Secondly, with September stamp about Eugène Vaillé - an important unknown person before the efficient noisy lobby done by La Poste's Museum Friends Society, philatelists have finally "their stamps", about their passion. Even if the Vaillé stamp design is closer to the desperating classicism of a Juliette Dodu.

Finally, it is not because nineteenth century "official" artists were quickly forgotten by the masses that they are to be forgotten for all. Personally, I would like that some contemporary artists avoid posterity.

Enfin, ce n'est pas parce que les artistes « officiels » sont vite oubliés par la masse qu'il faut les oublier complètement. Personnellement, je souhaiterais bien que certains artistes contemporains évitent la postérité. Outre-noir...

And for that stamp, Phil@poste goes with the violins again to be sure the collectors came to buy: one intaglio printed portrait one! There are not resting, Boulazac's in house engravers.

Yet, on this joint issue, it is the Swiss Post that is considering its collector's money:

Screen capture of the news page in French, Swiss Post's website (initial address, 2 October 2009).

The Swiss gemini will a service stamp, only usable on mail posted at the Uuniversal Postal Union headquarters...

So, only one stamp is of my interest and will relay the Avignon one on my cards to Switzerland and European Union postcrossers.

Already, on a commercial page for the Paris Autumn Stampshow, a catastroph is announced for November: an infamous two stamp minisheet with two different rates, with the vice to choose an expensive and less common one...

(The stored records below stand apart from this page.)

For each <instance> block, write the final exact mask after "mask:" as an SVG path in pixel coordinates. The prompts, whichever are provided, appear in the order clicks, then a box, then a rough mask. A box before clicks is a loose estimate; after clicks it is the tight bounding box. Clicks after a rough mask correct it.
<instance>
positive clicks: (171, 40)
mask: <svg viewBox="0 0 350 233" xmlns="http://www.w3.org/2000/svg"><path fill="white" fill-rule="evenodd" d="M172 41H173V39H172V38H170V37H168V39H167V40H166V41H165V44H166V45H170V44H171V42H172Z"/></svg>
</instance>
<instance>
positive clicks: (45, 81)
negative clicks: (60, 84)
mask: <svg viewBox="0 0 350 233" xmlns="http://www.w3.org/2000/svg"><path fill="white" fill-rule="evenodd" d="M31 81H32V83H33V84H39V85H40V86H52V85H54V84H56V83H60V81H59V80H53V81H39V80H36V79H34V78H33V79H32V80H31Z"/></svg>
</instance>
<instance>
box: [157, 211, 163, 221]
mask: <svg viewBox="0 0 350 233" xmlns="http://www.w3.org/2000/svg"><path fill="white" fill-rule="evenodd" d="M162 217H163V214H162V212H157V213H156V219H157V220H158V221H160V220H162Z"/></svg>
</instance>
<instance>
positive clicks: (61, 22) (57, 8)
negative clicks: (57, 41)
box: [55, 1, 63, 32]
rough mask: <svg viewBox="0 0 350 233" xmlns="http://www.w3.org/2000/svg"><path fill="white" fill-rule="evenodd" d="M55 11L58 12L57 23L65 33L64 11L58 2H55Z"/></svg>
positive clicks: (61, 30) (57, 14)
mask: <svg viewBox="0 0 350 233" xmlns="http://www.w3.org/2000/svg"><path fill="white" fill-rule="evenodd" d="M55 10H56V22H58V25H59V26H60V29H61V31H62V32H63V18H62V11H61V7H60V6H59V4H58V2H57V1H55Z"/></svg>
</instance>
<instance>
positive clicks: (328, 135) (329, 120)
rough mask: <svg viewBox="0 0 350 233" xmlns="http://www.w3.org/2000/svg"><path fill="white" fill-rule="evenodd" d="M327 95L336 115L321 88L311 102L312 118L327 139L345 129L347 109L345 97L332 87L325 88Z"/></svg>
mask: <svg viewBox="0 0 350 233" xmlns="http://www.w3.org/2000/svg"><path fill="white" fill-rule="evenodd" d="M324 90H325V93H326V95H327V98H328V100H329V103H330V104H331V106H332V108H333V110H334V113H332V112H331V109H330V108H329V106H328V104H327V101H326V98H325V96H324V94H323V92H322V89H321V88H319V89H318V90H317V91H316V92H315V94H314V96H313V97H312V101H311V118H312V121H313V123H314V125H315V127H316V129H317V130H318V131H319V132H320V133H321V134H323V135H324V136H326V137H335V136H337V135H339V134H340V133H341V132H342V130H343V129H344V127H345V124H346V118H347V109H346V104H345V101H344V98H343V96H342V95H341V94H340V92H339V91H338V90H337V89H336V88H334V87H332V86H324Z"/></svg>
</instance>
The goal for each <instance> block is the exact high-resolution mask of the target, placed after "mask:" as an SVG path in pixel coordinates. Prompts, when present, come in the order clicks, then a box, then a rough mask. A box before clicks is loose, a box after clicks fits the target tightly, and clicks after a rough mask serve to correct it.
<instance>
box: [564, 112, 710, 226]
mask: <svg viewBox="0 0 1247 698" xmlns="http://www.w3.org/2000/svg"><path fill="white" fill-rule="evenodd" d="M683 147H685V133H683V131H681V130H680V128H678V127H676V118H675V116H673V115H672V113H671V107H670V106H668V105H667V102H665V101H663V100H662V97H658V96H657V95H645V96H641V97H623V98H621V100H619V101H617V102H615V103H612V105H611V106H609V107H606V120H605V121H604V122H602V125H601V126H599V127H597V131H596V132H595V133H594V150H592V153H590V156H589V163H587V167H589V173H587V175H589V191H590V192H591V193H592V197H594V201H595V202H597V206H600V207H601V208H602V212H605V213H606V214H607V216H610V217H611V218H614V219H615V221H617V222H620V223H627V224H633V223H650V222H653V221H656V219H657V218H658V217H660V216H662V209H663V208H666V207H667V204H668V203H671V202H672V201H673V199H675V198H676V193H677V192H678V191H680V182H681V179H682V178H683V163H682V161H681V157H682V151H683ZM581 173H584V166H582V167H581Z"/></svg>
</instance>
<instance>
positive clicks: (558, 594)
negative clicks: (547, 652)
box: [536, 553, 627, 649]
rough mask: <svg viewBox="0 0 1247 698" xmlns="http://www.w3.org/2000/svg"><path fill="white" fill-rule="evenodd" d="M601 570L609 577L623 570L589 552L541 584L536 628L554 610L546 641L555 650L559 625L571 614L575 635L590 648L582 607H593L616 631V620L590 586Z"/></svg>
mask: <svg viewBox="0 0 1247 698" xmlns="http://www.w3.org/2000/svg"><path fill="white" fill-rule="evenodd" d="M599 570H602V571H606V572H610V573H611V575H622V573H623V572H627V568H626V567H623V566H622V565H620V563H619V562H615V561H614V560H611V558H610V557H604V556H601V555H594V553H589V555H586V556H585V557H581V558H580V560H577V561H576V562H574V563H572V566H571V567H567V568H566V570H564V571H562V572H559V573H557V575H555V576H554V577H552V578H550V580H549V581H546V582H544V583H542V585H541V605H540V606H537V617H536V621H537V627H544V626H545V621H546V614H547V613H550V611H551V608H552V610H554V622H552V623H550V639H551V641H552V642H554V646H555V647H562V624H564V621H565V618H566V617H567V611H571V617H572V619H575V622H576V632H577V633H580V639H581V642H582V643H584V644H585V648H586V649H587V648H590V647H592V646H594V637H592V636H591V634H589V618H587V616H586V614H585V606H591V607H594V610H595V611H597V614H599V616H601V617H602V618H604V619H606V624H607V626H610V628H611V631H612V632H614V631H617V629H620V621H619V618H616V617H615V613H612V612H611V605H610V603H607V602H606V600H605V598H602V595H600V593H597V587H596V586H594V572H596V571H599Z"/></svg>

Thursday, October 01, 2009

Are French collectors old disgusting persons?

It is the question I am asking myself when I read commercial pages in philatelic magazines, and not when I see French philatelic service's director Eslinger putting a Greek sign to warn parents of stamps issued for a population that may, during a symposium, propose to their innocent collecting children unimaginable « têtes-bêches à gros cachet 69. »

Today, it is the Monaco Postage Stamp Issue Office (OETP) that has a very stereotyped communication.

You certainly recall that, since Spring 2009, the Prince's Office has been using the back charms of a model walking to promote the Mediterranean principality's commemorative stamps. One day she is schocking by losing stamped parts of her dress... The other she wears with style a one-stamp dress. Like all good model, she is travelling a lot: from Monte Carlo to London through Paris.

But, when comparing October 2009 magazines from both sides of the Channel...

In the United Kingdom, in Stamp Magazine, she is proudly wearing a Big Ben stamp dress in the eve of the 2010 Festival of Stamp, marked by a great exhibition next May. The British man knows how to appreciate a beautiful woman, and a dress too.

In France, in Timbres magazine, she is again indecent under the graphic tools of a sex addicted illustrator. The message: "Meet me in Paris" at the Autum Stamp Show in November... to see the bottom or the upper ungummed? Makes me believe that only the hope of fresh female bodies can attract Frog collectors.